My journey into the underworld

I’m a pedologist (a rare species these days).  My research focuses on 21st century soil mapping by combining muddy boots soil survey (digging holes) and digital soil mapping  (reproducing soil maps using models). I am fascinated to explore how we can replicate the mental models that the surveyors used to understand how soils change in two and three dimensions in the landscape by applying learning algorithms or classifiers to environmental data. After high school I made the decision of science over art. After 10 years in academia as an undergraduate and postgraduate in environmental science, geography and geophysics I only really ‘found’ soils when I started working at Cranfield University. I had some fabulous mentors (now sadly retired) who were the former soil survey staff of England and Wales. These guys are amazing. They spent many years in the field deciphering the soil landscape and collecting the soils data that was subsequently used to produce the soil maps that we now have in the UK, some of them now available at your fingertips as apps (SoilWeb for US data, Soilscapes for UK data) on your smartphone. These guys made me a soil nerd.  

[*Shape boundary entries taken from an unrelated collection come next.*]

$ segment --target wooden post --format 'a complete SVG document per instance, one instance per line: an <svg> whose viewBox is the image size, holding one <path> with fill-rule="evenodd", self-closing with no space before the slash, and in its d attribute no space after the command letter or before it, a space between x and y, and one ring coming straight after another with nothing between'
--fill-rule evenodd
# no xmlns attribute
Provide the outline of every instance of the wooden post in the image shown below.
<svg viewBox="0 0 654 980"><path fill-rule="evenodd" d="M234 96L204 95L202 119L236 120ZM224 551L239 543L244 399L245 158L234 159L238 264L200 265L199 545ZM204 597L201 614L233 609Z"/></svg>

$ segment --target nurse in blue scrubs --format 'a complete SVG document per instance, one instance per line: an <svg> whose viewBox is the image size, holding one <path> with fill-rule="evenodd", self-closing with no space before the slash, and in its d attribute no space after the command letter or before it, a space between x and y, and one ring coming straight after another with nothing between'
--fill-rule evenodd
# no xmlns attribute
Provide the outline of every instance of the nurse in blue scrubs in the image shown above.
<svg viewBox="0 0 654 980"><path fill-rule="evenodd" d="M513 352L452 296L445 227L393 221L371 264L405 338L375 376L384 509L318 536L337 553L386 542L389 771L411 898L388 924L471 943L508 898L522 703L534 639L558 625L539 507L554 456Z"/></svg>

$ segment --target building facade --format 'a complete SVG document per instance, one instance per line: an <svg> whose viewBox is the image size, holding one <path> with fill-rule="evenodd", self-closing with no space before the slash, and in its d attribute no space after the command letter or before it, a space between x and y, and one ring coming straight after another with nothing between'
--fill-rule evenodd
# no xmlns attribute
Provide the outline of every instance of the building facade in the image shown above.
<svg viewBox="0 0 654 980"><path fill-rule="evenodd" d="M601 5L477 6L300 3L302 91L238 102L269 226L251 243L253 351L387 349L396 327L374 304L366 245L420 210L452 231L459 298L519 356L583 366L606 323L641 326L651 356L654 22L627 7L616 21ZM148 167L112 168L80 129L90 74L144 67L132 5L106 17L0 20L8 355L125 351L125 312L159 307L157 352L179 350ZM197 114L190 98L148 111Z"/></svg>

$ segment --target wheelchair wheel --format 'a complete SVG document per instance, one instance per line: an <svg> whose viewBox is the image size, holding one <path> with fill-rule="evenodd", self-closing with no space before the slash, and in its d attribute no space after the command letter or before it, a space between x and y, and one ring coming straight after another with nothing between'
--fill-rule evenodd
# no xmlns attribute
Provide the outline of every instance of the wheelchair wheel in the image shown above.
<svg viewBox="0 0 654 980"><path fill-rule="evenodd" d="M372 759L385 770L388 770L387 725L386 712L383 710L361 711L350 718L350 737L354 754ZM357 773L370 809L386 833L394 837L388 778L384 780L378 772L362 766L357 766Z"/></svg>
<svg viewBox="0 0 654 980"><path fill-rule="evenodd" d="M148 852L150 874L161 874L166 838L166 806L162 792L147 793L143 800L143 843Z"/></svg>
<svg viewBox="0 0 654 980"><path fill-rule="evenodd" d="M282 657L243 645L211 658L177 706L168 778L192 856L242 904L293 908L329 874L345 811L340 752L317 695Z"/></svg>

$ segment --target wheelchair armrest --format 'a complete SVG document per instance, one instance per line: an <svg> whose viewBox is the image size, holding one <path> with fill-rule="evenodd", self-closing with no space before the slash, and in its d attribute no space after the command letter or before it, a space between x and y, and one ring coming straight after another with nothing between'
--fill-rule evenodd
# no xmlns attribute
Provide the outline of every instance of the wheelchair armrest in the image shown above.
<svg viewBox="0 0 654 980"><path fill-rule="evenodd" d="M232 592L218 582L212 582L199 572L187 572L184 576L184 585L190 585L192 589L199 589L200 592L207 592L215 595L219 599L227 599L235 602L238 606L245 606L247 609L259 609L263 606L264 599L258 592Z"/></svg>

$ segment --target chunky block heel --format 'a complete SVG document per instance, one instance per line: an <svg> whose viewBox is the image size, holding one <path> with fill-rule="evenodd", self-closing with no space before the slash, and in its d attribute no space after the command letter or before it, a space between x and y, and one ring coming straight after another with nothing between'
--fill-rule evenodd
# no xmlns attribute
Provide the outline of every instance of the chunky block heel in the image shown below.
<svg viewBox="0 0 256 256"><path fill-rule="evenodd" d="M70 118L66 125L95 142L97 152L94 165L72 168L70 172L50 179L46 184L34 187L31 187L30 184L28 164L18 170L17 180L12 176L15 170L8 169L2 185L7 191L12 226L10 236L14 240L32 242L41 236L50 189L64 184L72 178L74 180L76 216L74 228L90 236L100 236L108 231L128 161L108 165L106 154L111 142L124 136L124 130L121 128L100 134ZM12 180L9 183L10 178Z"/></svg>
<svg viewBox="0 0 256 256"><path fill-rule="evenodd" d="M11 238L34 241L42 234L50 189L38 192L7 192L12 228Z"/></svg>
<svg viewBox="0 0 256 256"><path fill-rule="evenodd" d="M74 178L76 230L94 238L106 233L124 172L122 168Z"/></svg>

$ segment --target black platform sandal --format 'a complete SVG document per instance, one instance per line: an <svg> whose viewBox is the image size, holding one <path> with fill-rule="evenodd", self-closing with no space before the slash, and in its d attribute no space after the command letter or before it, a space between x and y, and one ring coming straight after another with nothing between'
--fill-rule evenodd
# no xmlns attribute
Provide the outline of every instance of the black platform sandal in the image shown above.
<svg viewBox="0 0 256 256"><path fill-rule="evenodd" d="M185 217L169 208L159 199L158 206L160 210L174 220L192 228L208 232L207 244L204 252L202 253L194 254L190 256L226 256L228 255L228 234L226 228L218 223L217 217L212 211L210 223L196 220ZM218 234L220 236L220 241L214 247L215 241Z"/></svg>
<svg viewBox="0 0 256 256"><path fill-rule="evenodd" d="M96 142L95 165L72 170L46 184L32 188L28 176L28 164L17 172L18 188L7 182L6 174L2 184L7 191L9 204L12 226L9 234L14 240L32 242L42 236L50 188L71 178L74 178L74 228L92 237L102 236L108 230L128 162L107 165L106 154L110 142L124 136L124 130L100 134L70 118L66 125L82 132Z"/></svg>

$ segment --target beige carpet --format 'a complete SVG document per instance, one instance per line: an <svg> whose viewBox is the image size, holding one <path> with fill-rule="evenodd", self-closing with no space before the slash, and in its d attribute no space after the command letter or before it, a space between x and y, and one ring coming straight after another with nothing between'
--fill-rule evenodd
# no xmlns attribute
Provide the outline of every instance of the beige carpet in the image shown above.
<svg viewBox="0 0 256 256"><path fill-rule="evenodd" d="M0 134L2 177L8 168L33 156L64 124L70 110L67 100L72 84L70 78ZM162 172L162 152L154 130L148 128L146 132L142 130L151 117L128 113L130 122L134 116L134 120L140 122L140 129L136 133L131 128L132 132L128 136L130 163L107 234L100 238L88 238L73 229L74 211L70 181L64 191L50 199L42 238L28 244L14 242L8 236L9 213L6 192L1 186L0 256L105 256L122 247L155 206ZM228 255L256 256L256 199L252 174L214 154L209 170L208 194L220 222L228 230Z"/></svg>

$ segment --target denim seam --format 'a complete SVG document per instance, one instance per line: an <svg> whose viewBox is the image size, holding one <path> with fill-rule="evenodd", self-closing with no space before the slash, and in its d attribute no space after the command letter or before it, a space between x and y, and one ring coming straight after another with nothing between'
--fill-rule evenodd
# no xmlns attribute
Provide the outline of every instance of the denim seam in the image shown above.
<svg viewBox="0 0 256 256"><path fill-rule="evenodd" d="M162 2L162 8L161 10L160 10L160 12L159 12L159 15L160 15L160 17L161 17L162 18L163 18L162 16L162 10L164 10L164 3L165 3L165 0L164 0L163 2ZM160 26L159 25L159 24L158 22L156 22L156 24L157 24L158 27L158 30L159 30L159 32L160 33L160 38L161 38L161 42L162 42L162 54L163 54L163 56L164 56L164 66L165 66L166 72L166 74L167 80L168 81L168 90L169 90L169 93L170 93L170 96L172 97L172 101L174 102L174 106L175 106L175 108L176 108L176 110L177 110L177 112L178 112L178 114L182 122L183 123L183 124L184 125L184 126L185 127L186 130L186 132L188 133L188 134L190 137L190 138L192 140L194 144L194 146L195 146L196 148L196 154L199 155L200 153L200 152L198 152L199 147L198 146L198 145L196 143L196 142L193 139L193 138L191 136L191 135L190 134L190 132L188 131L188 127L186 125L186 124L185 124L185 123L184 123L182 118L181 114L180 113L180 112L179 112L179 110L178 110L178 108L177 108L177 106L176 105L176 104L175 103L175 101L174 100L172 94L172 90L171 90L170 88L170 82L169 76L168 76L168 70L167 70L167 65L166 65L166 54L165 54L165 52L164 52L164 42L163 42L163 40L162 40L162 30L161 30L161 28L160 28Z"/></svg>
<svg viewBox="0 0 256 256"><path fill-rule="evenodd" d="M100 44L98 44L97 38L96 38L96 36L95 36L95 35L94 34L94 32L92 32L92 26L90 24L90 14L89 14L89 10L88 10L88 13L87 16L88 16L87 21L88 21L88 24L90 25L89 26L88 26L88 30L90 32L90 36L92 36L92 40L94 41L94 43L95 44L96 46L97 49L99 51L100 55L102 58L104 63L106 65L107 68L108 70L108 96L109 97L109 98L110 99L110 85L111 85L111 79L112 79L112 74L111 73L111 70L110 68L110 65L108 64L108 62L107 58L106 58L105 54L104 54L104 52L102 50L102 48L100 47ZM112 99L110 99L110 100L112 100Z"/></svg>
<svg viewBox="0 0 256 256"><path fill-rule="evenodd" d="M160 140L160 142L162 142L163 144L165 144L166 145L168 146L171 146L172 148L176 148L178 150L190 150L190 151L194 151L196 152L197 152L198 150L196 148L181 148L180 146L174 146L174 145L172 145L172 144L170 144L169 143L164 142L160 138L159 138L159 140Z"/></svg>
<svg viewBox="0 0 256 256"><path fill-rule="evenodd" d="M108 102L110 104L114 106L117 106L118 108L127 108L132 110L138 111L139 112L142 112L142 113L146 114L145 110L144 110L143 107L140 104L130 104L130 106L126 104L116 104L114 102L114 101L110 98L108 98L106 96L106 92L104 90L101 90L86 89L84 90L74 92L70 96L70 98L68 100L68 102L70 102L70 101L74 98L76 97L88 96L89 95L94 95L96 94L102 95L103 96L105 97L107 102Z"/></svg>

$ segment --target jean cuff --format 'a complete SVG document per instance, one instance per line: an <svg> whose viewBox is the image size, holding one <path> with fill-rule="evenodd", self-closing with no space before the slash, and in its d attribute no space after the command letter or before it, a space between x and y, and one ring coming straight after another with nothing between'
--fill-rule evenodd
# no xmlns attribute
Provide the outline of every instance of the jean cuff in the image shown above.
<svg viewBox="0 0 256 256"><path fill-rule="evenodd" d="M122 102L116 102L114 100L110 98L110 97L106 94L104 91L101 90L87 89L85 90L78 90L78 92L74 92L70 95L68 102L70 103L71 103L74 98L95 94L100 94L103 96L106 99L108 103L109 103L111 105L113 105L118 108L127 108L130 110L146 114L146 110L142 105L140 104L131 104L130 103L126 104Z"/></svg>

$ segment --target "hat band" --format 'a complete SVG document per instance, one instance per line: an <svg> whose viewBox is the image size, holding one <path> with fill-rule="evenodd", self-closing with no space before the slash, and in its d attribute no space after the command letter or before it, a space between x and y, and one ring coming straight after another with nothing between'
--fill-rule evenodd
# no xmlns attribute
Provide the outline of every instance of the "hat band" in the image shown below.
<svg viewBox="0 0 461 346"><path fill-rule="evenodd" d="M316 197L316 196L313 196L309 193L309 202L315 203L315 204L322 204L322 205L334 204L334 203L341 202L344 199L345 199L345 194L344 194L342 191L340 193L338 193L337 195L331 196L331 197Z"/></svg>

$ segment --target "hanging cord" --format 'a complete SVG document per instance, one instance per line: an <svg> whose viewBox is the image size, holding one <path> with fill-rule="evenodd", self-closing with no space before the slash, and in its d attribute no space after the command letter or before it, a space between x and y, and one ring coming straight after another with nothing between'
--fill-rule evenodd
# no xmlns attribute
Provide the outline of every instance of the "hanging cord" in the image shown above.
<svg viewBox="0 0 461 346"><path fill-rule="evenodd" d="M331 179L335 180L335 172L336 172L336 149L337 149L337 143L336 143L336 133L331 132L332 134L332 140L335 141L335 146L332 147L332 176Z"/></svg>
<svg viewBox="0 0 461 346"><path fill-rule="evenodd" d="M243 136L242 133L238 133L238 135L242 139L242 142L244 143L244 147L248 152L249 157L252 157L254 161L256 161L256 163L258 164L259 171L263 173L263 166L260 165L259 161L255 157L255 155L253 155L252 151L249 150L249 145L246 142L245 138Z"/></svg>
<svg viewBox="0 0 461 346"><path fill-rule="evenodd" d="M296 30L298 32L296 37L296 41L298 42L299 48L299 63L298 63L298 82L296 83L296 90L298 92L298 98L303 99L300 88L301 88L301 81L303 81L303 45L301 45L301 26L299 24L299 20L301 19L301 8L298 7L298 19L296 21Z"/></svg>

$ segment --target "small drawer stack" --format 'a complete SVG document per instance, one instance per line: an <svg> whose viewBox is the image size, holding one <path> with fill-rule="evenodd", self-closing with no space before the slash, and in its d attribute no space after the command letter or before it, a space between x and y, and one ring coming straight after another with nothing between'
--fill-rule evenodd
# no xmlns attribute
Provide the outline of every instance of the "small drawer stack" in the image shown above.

#girlswithtoys: soil data and digital soil mapping

I’m a soil nerd but why isn’t everyone else? Let’s face it soil science has a bit of an image problem. Dirt. Mud. Muck. And we don’t have dinosaurs or rockets to illustrate our science but there is so much cool technology that is used to investigate soils. In digital soil mapping we use all sorts of mapped environmental data. This includes data collected from satellites that identify vegetation responses or the land surface (terrain), some of the factors that give rise to differences in soils in one part of the landscape to another. At the farm level field soil and crop data is collected using a variety of sensors that can collect data ‘on-the-go’ off the back of a tractor or by capturing images from the air using UAVs. How cool is that?  The soil maps that are created using this data combined with digital soil mapping techniques are predictions. Although the models will give us some idea of the uncertainty of the predictions we still need to verify then with observations and direct measurement of soil properties. So even with all this technology we still need some experts getting their boots muddy and their opinions can also be incorporated into some of the models we use.